Der langjährige Privatsekretär des verstorbenen Pontifex schilderte auch offen den Alltag an der Seite Benedikts nach seinem Rücktritt, und die Reaktion des emeritierten Papstes auf Traditionis Custodes.
Das Interview wurde am Donnerstag in der Sendung “The World Over with Raymond Arroyo” des katholischen TV-Senders EWTN ausgestrahlt.

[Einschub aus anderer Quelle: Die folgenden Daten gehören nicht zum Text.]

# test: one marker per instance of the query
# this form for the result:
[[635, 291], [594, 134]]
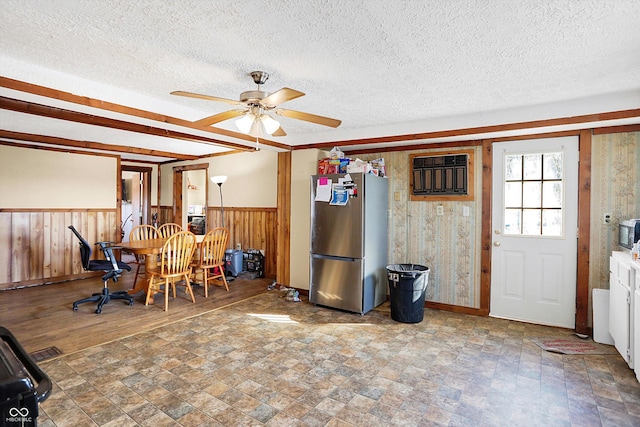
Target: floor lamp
[[220, 179]]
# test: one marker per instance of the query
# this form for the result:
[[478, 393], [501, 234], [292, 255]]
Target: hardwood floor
[[42, 316]]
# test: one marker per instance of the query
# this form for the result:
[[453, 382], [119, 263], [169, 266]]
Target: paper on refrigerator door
[[323, 190]]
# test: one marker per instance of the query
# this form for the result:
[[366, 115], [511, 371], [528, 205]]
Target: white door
[[534, 230]]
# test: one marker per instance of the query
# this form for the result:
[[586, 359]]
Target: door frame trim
[[177, 190], [584, 219]]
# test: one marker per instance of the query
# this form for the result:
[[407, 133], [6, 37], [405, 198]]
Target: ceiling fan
[[256, 104]]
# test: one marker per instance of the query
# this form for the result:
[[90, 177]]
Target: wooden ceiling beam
[[135, 112], [77, 117], [53, 140]]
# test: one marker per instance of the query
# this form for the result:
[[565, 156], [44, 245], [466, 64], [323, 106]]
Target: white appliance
[[349, 242], [622, 305]]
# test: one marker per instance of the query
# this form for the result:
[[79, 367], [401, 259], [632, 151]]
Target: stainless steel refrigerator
[[349, 242]]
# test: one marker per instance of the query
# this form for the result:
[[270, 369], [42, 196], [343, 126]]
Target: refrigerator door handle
[[337, 258]]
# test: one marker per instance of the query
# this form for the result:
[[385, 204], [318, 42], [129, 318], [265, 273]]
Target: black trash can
[[407, 288]]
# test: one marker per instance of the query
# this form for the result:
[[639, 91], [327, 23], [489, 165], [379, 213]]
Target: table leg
[[143, 285]]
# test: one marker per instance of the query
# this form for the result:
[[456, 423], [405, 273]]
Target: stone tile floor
[[265, 361]]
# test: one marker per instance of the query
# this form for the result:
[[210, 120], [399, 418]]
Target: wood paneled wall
[[38, 247], [254, 228]]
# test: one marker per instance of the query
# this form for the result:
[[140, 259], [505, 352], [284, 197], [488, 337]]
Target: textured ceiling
[[383, 68]]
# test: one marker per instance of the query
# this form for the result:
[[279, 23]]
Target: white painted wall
[[53, 180], [252, 179]]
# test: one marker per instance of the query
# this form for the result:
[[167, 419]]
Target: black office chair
[[112, 268]]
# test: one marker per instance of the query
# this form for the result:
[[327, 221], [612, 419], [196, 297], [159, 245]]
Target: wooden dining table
[[149, 248]]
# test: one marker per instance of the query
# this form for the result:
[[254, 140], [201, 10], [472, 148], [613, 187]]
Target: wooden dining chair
[[174, 266], [141, 232], [169, 229], [210, 260]]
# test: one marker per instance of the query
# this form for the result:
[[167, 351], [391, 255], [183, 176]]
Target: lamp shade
[[218, 179]]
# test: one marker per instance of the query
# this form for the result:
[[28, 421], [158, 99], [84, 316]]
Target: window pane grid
[[533, 194]]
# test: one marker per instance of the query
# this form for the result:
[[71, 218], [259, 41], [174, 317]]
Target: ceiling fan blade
[[278, 97], [279, 132], [207, 97], [216, 118], [325, 121]]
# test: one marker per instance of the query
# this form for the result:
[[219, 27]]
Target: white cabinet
[[621, 304]]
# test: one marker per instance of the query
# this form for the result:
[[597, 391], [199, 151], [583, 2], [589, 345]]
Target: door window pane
[[552, 222], [513, 194], [553, 166], [552, 194], [512, 221], [531, 222], [533, 194], [513, 167], [532, 166]]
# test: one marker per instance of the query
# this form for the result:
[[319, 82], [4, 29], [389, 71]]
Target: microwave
[[628, 233]]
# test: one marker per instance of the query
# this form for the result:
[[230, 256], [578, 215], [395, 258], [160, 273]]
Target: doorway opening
[[190, 197], [136, 198]]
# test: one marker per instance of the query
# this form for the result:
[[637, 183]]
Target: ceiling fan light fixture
[[270, 125], [245, 122]]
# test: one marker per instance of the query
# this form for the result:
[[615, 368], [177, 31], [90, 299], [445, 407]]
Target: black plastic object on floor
[[22, 384], [407, 288]]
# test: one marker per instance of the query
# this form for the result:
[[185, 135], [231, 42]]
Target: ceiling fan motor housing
[[253, 96]]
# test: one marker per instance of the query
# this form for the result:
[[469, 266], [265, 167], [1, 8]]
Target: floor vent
[[44, 354]]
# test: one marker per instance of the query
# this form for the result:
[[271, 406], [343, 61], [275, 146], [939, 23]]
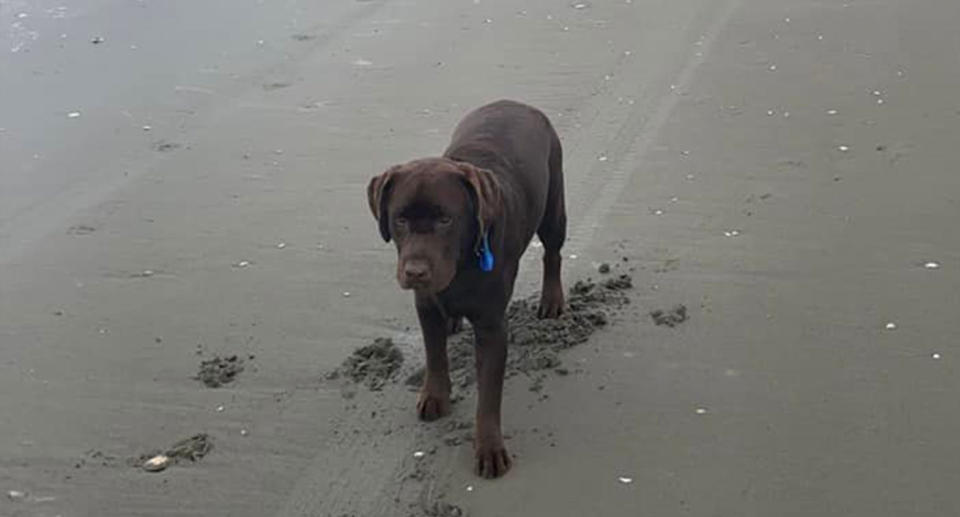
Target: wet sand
[[783, 169]]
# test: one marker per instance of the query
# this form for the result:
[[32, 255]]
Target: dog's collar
[[484, 255]]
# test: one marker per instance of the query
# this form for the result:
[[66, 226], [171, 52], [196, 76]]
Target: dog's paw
[[432, 405], [492, 459]]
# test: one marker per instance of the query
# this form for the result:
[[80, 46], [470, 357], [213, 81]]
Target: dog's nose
[[416, 272]]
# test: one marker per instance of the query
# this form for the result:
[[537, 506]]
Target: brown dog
[[460, 223]]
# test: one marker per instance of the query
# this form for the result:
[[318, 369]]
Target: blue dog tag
[[485, 256]]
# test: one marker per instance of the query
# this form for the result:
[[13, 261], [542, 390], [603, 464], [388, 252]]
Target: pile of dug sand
[[533, 343]]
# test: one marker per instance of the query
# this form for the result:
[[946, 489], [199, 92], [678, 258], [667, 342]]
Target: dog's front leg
[[492, 459], [434, 400]]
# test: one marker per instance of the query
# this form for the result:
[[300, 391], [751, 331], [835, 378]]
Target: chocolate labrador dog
[[460, 223]]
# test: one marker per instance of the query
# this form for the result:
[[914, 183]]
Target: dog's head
[[436, 211]]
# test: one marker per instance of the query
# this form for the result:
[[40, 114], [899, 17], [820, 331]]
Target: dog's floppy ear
[[486, 191], [378, 193]]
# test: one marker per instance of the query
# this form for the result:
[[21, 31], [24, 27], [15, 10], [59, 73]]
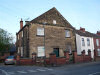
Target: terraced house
[[50, 32]]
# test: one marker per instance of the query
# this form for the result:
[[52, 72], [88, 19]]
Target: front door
[[56, 51]]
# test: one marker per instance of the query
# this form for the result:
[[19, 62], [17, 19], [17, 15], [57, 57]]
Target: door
[[56, 51]]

Anlass war die Publikation der englischen Fassung seines Bestsellers “Nichts als die Wahrheit: Mein Leben mit Benedikt XVI". Das Werk ist auf Englisch als "Who Believes Is Not Alone: My Life Beside Benedict XVI" erschienen.
Gründe für den Rücktritt
Kardinal Joseph Ratzinger sei “sehr intelligent und tief gläubig” gewesen, aber auch scheu und kein politischer Mensch. Er habe nicht Papst werden wollen, sondern als Kardinal Ratzinger mit knapp 78 Jahren in den Ruhestand treten, bestätigte Gänswein.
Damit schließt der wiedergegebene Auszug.